Casi de inmediato, Palestrina cruzó la sala para recibirlos con una reverencia formal. Estrechó la mano de todos ellos, les dirigió una amplia sonrisa y trabó con ellos una charla animada como si fueran viejos amigos, hablándoles en chino, como Marsciano bien sabía.
Las cada vez más estrechas relaciones entre China y Occidente y el resurgimiento del país asiático como potencia económica apenas habían afectado a las relaciones entre Pekín y Roma. Sin embargo, a pesar de la inexistencia de relaciones diplomáticas entre ambos países, la Santa Sede, bajo la atenta dirección de Palestrina, intentaba abrir una puerta, con el objetivo inmediato de organizar una visita del Papa a la República Popular.
Se trataba de una meta con importantes repercusiones, porque si China aceptaba este gesto de apertura, se interpretaría como una señal de que Pekín no sólo estaba dispuesta a abrir sus puertas a la Iglesia, sino también a ser acogida en su seno. Palestrina sabía con certeza que China no albergaba tales propósitos para el presente, ni para el futuro próximo o lejano, así que su objetivo era ambicioso en extremo. De todos modos, los chinos habían asistido de forma oficial al cóctel.
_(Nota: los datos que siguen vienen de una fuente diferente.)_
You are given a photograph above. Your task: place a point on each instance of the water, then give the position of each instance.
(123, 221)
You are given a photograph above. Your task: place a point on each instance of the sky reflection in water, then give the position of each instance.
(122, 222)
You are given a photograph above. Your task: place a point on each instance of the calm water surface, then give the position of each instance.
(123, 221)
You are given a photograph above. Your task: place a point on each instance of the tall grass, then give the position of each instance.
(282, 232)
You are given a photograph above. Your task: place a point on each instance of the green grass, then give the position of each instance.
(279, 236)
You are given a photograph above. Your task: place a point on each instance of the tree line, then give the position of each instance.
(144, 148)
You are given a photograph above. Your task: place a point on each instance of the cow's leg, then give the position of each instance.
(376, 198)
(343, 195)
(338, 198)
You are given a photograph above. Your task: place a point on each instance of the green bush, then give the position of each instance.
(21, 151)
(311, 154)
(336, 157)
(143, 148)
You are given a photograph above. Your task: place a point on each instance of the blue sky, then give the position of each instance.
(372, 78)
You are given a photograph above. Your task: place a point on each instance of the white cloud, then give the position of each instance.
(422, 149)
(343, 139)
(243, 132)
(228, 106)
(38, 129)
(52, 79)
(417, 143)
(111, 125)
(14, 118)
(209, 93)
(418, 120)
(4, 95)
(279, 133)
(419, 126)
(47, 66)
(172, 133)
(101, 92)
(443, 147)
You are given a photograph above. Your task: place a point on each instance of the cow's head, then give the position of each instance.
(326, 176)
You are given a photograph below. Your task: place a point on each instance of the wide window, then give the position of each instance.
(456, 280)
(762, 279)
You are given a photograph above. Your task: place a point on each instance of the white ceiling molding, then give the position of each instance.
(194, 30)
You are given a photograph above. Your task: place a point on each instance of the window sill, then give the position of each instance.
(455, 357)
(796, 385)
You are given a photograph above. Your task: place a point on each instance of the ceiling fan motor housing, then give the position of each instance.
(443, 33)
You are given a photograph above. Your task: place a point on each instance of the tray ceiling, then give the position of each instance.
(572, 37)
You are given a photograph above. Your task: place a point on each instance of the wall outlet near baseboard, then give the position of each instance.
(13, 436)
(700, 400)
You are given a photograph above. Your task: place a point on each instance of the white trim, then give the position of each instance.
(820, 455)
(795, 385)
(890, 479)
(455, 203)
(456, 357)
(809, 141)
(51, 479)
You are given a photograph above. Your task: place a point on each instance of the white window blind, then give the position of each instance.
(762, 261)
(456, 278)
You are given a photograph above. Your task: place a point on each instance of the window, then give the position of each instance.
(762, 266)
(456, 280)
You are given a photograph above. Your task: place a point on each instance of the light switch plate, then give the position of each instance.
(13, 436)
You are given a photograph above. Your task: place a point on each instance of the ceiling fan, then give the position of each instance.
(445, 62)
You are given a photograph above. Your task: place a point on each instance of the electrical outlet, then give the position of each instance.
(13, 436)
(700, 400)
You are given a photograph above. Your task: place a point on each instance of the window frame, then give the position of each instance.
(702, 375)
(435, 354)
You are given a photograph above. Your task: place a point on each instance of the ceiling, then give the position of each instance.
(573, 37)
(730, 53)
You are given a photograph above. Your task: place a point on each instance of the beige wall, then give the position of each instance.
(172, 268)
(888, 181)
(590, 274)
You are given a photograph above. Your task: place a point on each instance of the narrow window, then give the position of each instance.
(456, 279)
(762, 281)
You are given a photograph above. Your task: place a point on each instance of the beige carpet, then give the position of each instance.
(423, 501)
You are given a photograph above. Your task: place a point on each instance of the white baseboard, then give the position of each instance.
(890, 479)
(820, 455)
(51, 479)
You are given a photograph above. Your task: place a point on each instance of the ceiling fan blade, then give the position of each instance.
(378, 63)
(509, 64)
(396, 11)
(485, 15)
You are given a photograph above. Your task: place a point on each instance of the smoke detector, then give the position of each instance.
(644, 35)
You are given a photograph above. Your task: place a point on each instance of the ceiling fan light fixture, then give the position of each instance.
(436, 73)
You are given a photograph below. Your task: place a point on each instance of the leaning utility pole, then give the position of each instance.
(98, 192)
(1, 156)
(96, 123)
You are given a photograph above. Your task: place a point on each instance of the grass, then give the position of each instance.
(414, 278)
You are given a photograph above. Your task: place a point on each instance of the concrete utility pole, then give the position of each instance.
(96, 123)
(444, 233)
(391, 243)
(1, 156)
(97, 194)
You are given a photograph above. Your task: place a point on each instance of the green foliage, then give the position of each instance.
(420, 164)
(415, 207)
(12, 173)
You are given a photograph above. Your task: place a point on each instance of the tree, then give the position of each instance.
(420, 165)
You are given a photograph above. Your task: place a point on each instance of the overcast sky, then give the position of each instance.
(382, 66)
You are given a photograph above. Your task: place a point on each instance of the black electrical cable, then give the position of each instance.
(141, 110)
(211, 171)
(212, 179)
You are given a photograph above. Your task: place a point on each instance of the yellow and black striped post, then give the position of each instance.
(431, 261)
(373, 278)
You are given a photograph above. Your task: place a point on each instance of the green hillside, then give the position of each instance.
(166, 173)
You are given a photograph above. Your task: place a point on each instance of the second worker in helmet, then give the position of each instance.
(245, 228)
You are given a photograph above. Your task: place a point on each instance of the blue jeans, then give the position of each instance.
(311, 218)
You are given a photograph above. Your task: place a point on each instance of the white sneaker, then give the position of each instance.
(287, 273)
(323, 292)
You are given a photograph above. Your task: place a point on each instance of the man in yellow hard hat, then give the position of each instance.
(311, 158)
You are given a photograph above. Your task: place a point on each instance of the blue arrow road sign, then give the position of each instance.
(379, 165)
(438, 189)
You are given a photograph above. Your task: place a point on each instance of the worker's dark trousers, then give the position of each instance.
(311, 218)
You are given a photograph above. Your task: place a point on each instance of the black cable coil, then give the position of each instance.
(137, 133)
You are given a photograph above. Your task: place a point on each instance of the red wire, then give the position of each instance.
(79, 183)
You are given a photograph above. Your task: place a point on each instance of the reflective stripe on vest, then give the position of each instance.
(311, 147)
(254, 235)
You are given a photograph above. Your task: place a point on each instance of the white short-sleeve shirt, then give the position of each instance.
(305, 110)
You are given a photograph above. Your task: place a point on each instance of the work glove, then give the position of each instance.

Su presencia en la reunión se debía en gran medida a Pierre Weggen, con quien colaboraban desde hacía años y en quien tenían plena confianza, al menos toda la confianza que un oriental era capaz de depositar en un occidental. Weggen, de setenta años, alto y elegante, era un banquero inversor reconocido y respetado en todo el mundo que actuaba de intermediario entre las grandes compañías multinacionales con el objetivo de crear sociedades globales. Combinaba esta labor con la asesoría a clientes y amigos: las personas, empresas y organizaciones que, a lo largo de los años, lo habían ayudado a forjar su reputación.
La lista de clientes siempre había sido, y seguía siendo, confidencial. Entre ellos estaban el Vaticano y Nicola Marsciano, responsable de inversiones de la Santa Sede, que había pasado toda la tarde recluido en un apartamento de la Via Pinciana con Weggen y su ejército de abogados y contables que había llevado consigo desde Ginebra.
Desde hacía más de un año, Marsciano y Weggen intentaban reducir la amplia gama de inversiones del Vaticano a los sectores de la energía, el transporte, el acero, las navieras y la maquinaria pesada; sobre todo en sociedades y empresas especializadas en el desarrollo de infraestructuras básicas: la construcción y reconstrucción de carreteras, canales, plantas eléctricas y similares en los países en vías de desarrollo.
La estrategia de inversión del Vaticano constituía el punto central de la política de Palestrina para el futuro de la Santa Sede, y éste era el motivo por el que los chinos habían respondido a la invitación, para relacionarse con otros países y demostrar que China era una nación moderna que compartía la preocupación de Europa por la economía de los países en vías de desarrollo. La invitación había supuesto un acto de buena voluntad, una oportunidad para que los chinos se relacionaran de manera discreta con el resto de los países y, al mismo tiempo, para que Palestrina los mimara.